The Future of Economics
The Great Recession created questions about mainstream economic policies and the theories they are based on. Some economists have stood their ground, affirming that the market has not failed, while others cite how the profession was blindsided as a sign that change is necessary. This blog shares the discourse among professionals, journalists and academics on the future of economic study.
New School Economics Professor Sanjay Reddy is known for his multidisciplinary approach to economics, looking at the mathematical and philosophical underpinnings of economic theories and policies. It’s no surprise, then, that his new INET blog post, “Externalities and Public Goods: Theory OR Society?,” investigates these two concepts from all angles.
The essay is part of Reddy’s “Reading Mas-Colell” blog series, for which he and New School PhD student Raphaele Chappe provide critical commentary on the widely used microeconomics textbook “Microeconomic Theory” by Andreu Mas-Colell, Michael Whinston, and Jerry Green. In this installment, he explores the historical development and competing definitions of the concepts of externalities and public goods.

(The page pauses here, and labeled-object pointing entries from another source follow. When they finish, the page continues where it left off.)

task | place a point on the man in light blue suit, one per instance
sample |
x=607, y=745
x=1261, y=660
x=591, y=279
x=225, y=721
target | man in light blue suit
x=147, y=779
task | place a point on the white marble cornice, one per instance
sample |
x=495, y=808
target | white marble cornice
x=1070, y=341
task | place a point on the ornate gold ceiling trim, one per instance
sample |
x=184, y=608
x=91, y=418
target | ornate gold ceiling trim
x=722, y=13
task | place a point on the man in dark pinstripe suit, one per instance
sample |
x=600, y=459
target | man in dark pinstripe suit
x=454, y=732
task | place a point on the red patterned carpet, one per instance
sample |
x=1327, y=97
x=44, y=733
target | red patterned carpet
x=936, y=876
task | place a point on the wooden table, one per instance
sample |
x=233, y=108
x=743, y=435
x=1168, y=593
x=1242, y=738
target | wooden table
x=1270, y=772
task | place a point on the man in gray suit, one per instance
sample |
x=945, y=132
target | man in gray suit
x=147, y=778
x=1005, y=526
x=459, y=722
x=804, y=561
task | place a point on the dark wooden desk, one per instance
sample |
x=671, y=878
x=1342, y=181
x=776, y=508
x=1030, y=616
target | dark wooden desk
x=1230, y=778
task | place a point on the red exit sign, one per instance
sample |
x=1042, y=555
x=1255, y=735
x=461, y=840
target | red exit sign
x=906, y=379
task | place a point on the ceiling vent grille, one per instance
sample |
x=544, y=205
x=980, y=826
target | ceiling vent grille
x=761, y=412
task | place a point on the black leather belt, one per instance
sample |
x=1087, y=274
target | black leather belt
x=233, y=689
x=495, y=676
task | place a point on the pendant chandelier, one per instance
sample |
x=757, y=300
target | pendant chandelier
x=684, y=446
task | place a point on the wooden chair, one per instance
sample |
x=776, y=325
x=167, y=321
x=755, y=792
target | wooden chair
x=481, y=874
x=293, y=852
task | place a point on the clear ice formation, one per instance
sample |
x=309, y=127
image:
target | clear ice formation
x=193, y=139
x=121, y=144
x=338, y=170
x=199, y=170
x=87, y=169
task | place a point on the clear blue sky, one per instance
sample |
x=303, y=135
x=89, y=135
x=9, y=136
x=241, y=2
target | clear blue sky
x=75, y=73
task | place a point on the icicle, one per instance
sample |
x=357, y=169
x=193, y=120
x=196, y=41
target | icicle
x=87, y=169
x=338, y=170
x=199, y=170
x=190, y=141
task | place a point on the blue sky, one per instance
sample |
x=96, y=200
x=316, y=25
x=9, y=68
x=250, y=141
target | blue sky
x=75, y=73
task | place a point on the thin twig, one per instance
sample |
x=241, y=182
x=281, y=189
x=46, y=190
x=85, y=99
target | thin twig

Many economists view externalities and public goods as technical concepts with precise definitions, but Professor Reddy reminds us that social issues are generally subjective. “The extent to which public goods are provided depends on who we see as part of ‘ourselves’ and what we see as ‘ours.’” Policy responses to simple externalities, such as congested roads or localized pollution, are relatively straightforward. But solutions to epochal challenges like climate change require social, political, and institutional perspectives. In these cases, the “right” answer is more elusive.
On March 17, 2015, Scott Carter, New School economics alumnus and Professor of Economics at the University of Tulsa, discussed the need to make public Piero Sraffa’s unpublished notes on his book, “Production of Commodities by Means of Commodities: Prelude to a Critique of Economic Theory.”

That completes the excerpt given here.